HC: Bruce Smeeton was a feature film composer. A wonderful composer. Bruce did all the Fred Schepisi movies: Chant of Jimmy Blacksmith, Devil’s Playground. You often hear some of the Alice themes played on aeroplanes. I enjoyed working with Bruce a lot.
SM: What was the style, the feel of the music that you wanted?
HC: It had to be romantic without being syrupy. But it also had to cover a range of emotions.
There were a couple of scenes that were, in my opinion, a bit slow as they were directed. So I could say to Bruce: “Give me some fast music because we need to get a bit of energy into those two scenes because the images were a bit slow." That’s a producer’s decision.
SM: Do you remember for which scenes you wanted the music faster?
HC: Cross country riding in the floods did not have a sense of urgency that I wanted.
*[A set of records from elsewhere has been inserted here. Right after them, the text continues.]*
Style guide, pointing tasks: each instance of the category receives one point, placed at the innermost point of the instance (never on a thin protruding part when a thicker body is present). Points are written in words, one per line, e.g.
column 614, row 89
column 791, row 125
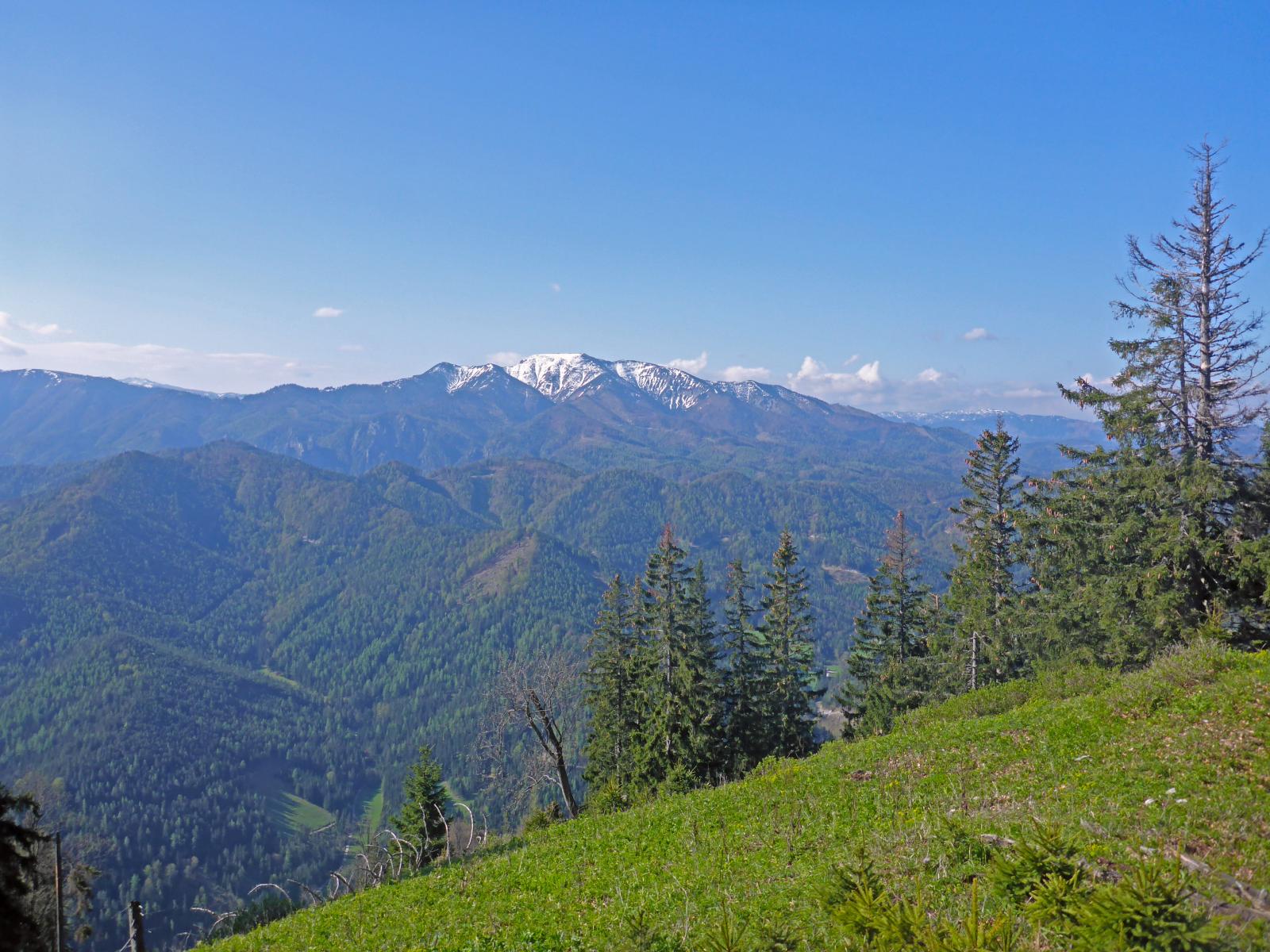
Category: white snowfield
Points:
column 560, row 378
SM: Were there any firsts in the success of ATLA?
HC: I’d have to say that it was the first widely successful Australian mini-series, or drama for that matter, overseas. There was nothing that came before it. It was certainly the biggest rated Australian drama. It would’ve also been the biggest budget of its time. When I went to the network and said what it would cost, they nearly fainted in their suits.
SM: Why did ATLA turn out so well?
HC: Love. Good people working on it. Good film people and a very good director. Very good performances. There are lots of things that go into the recipe for the fruitcake. There are lots of nice plums in there, particularly the three-handed relationship. And the production values at the time were good. We basically cared about what we were doing. It was made for the right reasons.
SM: Could any of that happen without the man at the top, the producer?
HC: Well, unusual. The top guy has got to have passion and the vision for it. Most of it is vision. You’ve got to see it from beginning to end. You’ve got to maintain the vision. Harder to do these days. I see American shows and if you add up the producers and executive producers, it’s about twenty people. In this case, before all this nonsense, I was lucky; because it was me. I had the vision, I did script editing, I did casting, I employed all the people. I didn’t have to answer to twenty people or twenty opinions. It’s not a committee-made job. It’s one man’s vision.
SM: What’s the future of ATLA?
HC: I recently received some legal advice that we own the copyright of the mini-series and we can release it. But I’m waiting to get some paperwork examined forensically to know whether that’s the story or not. I own the masters of the series. They’re in good condition. In fact, I’ve been talking to a distributor, who’s very keen to release it. There’s a lot of people who want to see it. It would be a popular series.
Scott McConnell is a producer/writer/interviewer in Los Angeles and Melbourne. This is an edited version of his September 2015 interview.